The day started out early in the morning with a discussion of the speech Ed McCabe and I are trying to put together for the president and then a session with Maurice Stans, director of the Bureau of the Budget. Meeting with several of his staff, we discussed schedules for sending material to Congress on behalf of NASA. It became apparent there were political problems involved, and we determined that  I should see Bryce Harlow on these matters later in the day. I did have a call from Gerry Morgan asking for the papers on the proposed new statute and for copies of the proposed speech. These will get to him later in the day.
Shortly after lunch (at the desk) Bill Holaday, chairman of the Civilian-Military Liaison Committee (CLMC), came in to talk about the timing of his resignation.4 The law we are proposing will eliminate the CMLC, and Bill wants to resign before the law is submitted to Congress. I cannot disagree with him. Incidentally, Holaday is one of those persons retired from industry and attempting seriously to assist here in Washington. He has difficulty operating in the jobs he has had recently, but he has tried diligently to make decisions and make them stick. Unfortunately, he is in the position of advising without any responsibility for carrying out the advice he is giving.
A little later in the afternoon, a long session with a variety of our top people to discuss budget defense and the scheduling of the papers that are to go to the Hill. It is interesting to note the extent to which one must be on one's toes to see to it that all of the top people know what is going on at all times. At 4:30, I had a visit with Bryce Harlow at the White House. Bob Merriam and Ed McCabe participated.
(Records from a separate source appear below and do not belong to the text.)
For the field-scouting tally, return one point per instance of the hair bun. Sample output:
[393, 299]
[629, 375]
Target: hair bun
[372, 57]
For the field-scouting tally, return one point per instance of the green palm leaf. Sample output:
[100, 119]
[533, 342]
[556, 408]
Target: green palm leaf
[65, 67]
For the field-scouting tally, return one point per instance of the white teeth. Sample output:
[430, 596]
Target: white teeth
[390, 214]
We discussed the timing on all the events in the next week and had quite a little debate on the timing for the proposed speech. I am not sure just where we will get off on this, but there will certainly be more discussion later in the week. Back home at about 6:30 and a good dinner with some time left after dinner for starting a speech for 27 January.
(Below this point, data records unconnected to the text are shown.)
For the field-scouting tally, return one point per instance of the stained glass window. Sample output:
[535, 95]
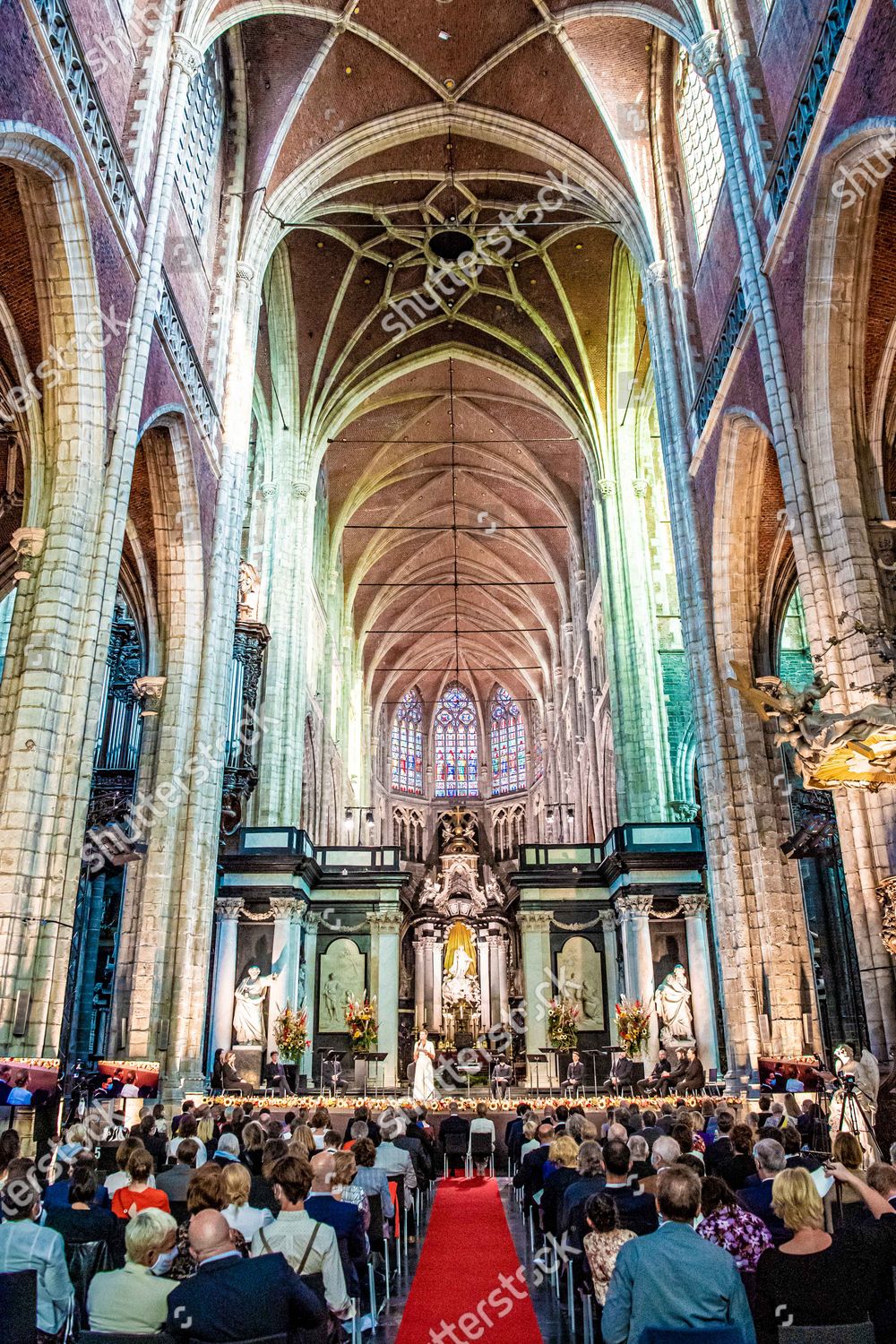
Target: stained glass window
[455, 746]
[508, 744]
[408, 745]
[700, 147]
Wednesday, January 6: A brief meeting first thing in the morning with Hjornevik about some recruiting he wants to do. We still have the problems of working with other people and like to tell the boss of the man we are trying to hire what we are attempting to do. A little later in the morning we heard a briefing by the General Dynamics people, including Fred DeHoffmann and Ed Creutz, on Project Orion.5 This is really quite a project. It is the propulsion of a heavy space ship into orbit through successive explosions of atomic devices. It is an expensive way of doing the job, but it may be the only way to put a very heavy object into orbit.
A quick lunch with Phil Farley at the Statler. Phil is with the State Department and has concern for atomic and space matters. We discussed the desirability of cooperative programs with the Russians and how these might be  brought about. It appears there is no reason why we should not write directly to our opposite numbers in Russia so long as we keep the State Department advised. I talked with him somewhat about the speech for the president and found him interested and hopeful that this speech could be made. More work during the afternoon on budget and the speech for the president and then, at 5:30, cocktails with Bob McKinney and his wife. Bob is doing another study for the Joint Congressional Committee on Atomic Energy and will be spending time abroad. He is looking into the international aspects of atomic energy and the AEC's international program.
Back home about 6:30 and into a dinner jacket to attend the annual congressional dinner of the Women's National Press Club. It was a really noisy cocktail hour, and finally we were able to sit down about 8:15. Having finished the main course, we came to the magic hour of 10 o'clock, which was important to me. I had recorded last week a television interview with Howard K. Smith of Columbia Broadcasting System. The subject of the hour-long discussion in which many other people participated was, "Can democracy cope with the problems of management in the missile and space programs?" We wanted to see the show and managed to get home about 20 minutes late but saw the last 40 minutes. My own little piece came off reasonably well, but I suspect the nation is no more able to understand the management problems than it was before the film was made.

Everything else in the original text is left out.